Sous le técho de la cede communale : le bivouac.


Quelques maisons comme l’école, sont équipées de panneaux solaires. Les autres n’ont pas l’électricité. Ce qui n’a pas vraiment d’importance : les indigènes se lèvent et se couchent en même temps que le soleil. L’eau est acheminée depuis une source potable située à un kilomètre et demi du village. Comme le nombre d’habitants augmente, les indigènes d’Asunción vont bientôt mettre en place un nouveau système de canalisation pour capter une source au débit plus important. « Par son développement, Asunción del Quiquibey est appelé à jouer un rôle central pour les autres communautés de la région. Nous avons donc lancé plusieurs projets... Comme la construction du centre de soin. » Explique Ogan en montrant le bâtiment flambant neuf qui accueillera bientôt un médecin et du personnel médical. « Les indigènes du Quiquibey, mais aussi des communautés voisines pourront venir se faire soigner ici.
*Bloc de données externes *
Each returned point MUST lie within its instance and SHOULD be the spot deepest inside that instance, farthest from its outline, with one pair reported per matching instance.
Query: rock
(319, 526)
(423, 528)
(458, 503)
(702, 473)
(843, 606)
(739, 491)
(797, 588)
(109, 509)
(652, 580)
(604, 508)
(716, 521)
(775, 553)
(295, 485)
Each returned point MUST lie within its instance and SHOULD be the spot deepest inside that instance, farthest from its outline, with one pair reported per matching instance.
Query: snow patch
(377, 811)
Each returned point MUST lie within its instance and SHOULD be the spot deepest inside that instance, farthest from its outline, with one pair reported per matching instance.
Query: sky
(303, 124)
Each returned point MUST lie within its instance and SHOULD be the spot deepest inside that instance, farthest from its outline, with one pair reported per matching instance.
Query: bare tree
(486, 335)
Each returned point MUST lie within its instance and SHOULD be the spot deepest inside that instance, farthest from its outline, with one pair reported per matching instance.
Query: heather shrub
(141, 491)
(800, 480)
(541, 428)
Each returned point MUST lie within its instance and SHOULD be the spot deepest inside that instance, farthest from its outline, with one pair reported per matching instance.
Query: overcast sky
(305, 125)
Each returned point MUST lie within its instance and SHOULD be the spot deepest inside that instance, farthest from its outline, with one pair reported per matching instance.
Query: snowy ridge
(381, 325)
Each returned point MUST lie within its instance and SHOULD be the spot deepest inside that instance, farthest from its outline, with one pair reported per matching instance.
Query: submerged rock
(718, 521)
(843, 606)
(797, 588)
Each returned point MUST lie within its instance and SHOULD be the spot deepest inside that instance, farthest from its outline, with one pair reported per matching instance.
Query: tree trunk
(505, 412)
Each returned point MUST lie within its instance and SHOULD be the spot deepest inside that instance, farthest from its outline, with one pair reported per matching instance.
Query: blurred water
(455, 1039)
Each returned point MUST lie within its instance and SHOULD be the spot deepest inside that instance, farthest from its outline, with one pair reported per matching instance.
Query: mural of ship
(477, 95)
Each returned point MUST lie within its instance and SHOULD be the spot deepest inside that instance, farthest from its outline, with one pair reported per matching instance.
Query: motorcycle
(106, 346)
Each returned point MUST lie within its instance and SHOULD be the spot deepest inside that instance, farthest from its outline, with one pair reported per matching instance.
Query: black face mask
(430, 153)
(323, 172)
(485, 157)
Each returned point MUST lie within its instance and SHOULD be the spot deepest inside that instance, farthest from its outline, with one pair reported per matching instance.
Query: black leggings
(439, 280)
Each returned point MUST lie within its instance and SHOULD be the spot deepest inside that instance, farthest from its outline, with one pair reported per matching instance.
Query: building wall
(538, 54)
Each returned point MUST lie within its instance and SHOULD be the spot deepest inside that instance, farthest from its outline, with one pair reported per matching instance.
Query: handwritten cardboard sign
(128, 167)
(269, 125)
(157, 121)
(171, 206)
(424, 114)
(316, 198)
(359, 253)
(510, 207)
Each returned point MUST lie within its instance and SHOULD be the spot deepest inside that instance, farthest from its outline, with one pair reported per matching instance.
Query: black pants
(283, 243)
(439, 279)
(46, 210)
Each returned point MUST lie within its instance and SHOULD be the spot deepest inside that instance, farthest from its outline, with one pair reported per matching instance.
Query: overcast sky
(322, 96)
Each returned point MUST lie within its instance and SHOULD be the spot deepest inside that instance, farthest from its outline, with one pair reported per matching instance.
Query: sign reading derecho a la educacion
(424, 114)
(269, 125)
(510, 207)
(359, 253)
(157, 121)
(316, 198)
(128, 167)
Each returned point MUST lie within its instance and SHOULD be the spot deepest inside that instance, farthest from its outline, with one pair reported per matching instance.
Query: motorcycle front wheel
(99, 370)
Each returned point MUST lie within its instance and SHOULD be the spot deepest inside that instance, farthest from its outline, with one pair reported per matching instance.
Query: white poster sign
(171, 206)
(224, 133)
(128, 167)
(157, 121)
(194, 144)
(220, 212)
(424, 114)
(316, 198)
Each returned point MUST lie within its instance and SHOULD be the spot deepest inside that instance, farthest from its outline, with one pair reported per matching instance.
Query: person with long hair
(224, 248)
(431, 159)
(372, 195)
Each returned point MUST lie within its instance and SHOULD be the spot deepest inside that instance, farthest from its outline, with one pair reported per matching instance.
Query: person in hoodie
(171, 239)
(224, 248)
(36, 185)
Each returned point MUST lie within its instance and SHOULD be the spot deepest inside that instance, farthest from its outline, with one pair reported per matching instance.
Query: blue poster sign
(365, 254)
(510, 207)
Ils n‘auront plus à descendre jusqu‘à Rurrenabaque, trois heures de pirogues plus loin. »





Il n’y a pas d’électricité à Asunción del QuiquibeyUne poignée de maison ainsi que l’école sont en revanche équipées de panneaux solaires. 
L’eau est acheminée par un système de canalisation depuis une source potable située à un kilomètre et demi du village.



Un autre projet cher aux habitants d’Asunción est la construction d’une auberge permettant d’accueillir des touristes au sein même du village. En pratiquant ce genre d’ouverture, les natifs espèrent avant tout se donner une importance économique aux yeux du gouvernement. Ogan est partie intégrante de cette nouvelle dynamique. Après avoir suivi l'école élémentaire à la communauté, il a étudié le tourisme à Rurrenabaque. Grâce à cette expérience, il balbutie même quelques mots d'anglais. Quand nous évoquons la venue future des touristes et les éventuelles menaces que cela entraînerait pour la tranquillité du village, Ogan coupe court à la discussion : « Notre but, c'est de garder le contrôle total sur ce projet. Dans l'idéal, nous espérons même ouvrir notre propre agence touristique en ville. »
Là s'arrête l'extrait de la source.